Un client envoie une newsletter depuis son ERP, via une passerelle SMTP tierce, avec un nom de domaine From qui est le sien. Gmail la classe en spam. Le contenu n'y est pour rien, la réputation IP non plus : c'est l'authentification qui manque. Sans SPF, DKIM et DMARC correctement posés, un message légitime et un message usurpé se ressemblent trait pour trait aux yeux du serveur receveur. La différence, ce sont ces trois enregistrements DNS.
Les trois ne prouvent pas la même chose, et confondre leurs rôles est la cause numéro un des ratés en production.
SPF : qui a le droit d'émettre
Le Sender Policy Framework répond à une seule question : cette adresse IP est-elle autorisée à envoyer du mail pour ce domaine ? C'est un enregistrement TXT publié sur le domaine d'enveloppe (MAIL FROM), qui liste les serveurs légitimes.
example.com.

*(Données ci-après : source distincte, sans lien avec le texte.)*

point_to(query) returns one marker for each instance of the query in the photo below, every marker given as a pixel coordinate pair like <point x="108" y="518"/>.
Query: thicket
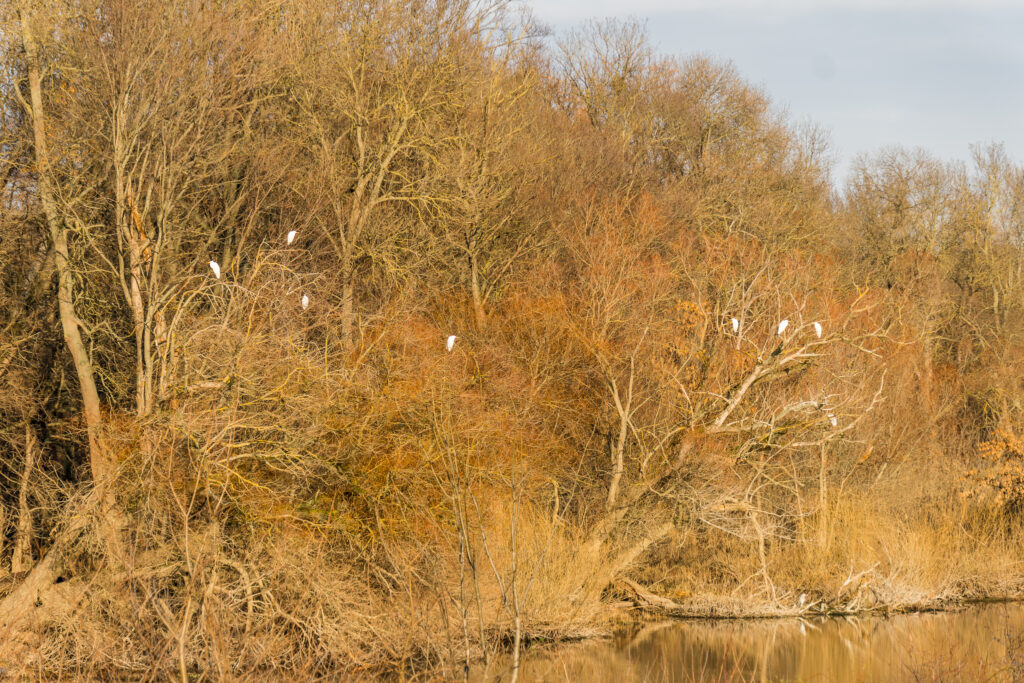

IN TXT "v=spf1 ip4:203.0.113.10 include:_spf.google.com -all"
Le -all final est un hard fail : tout expéditeur non listé est rejeté. Le ~all (soft fail) tolère le doute et laisse le receveur décider, ce qui revient souvent à ne rien décider du tout. En audit, on trouve encore des enregistrements en ~all posés il y a cinq ans et jamais durcis, ce qui prive SPF de toute utilité pratique.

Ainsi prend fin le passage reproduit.